At Golda Och, a Lesson on the Meaning of 'I'm Sorry'

Rosh Hashanah lesson at Golda Och Academy brings home message of atonement.

Slih'a, the Hebrew word for sorry, was the theme of teacher Paula Spack's first grade lesson this past Monday morning. 

Speaking predominately in Hebrew, Spack, a teacher at the conservative Jewish led her 16 students through a series of activities and stories designed around the New Year holiday's message of atonement. 

The lesson, targeted for 6 year olds, focused on saying I'm sorry for mistakes made during the year.

Spack started the lesson by blowing the shofar, an instrument traditionally made of a ram's horn, and used in Jewish ceremonies to welcome the New Year. She asked her students what the shofar was saying. Students collectively responded, "Shana Tova," which means a good year in Hebrew.

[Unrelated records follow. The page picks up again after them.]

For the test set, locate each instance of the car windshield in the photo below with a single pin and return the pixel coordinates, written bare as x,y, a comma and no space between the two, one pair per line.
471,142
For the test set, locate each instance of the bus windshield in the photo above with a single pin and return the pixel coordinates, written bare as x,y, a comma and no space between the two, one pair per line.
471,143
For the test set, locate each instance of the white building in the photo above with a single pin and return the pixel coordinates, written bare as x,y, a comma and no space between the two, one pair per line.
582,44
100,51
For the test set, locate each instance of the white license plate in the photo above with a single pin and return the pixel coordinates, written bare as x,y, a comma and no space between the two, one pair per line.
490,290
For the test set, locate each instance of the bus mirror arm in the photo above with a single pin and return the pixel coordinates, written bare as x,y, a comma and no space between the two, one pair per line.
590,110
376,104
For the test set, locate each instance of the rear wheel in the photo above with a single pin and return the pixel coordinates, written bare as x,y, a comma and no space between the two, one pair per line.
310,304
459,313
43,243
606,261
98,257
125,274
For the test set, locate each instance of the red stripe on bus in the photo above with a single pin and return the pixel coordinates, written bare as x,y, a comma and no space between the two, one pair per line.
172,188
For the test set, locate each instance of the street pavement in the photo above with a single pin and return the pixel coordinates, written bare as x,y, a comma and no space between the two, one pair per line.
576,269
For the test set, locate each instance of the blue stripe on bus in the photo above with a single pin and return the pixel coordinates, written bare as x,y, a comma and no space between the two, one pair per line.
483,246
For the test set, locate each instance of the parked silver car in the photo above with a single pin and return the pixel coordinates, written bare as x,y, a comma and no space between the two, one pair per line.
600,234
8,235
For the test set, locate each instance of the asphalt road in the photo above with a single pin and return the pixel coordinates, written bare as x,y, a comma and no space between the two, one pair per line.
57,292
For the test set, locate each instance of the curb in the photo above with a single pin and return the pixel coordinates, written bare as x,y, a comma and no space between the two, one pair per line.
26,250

She then engaged the class using sign language. Spack asked the students to raise their left hand "to make a very important 's' word." Folding her four fingers down onto her palm and bringing her thumb to lie across the reposed fingers, she demonstrated how to form the manual alphabet sign language symbol for the letter "s." She then asked them to "put your hand on your heart and make a circle." The "s" word was slih'a or sorry. The gesture, she told her students, meant "sorry was coming from the heart."

The students then gathered on mats at the front of the classroom where Spack read stories depicting scenarios where children acted Tov, Hebrew word for good, or Lo Tov, Hebrew phrase for not good. Spack asked her students if there was something they did last year that was not "your best you." She went on to say, "we all make mistakes so we all have to say we're sorry." She also told the students how there are two sides to slih'a. "We have to say slih'a and we also have to say Tov. I accept your slih'a."

The lesson concluded with children drawing a Lo Tov and Tov situation they encountered over the year. One student Jacob, drew a picture of his Mora (Hebrew word for teacher) Rachel asking him to do something and he didn't listen the first time. The Tov portion of his picture has him saying I'm sorry to her and she is giving him a hug. Grace, another student, said her Lo Tov picture was her "mommy telling me to get out of the pool." For her Tov response she said "then I got out of the pool."

Spack, an alumnus of the school herself, has been teaching at the institution for 23 years. The Rosh Hashanah holiday starts Wednesday night at sunset.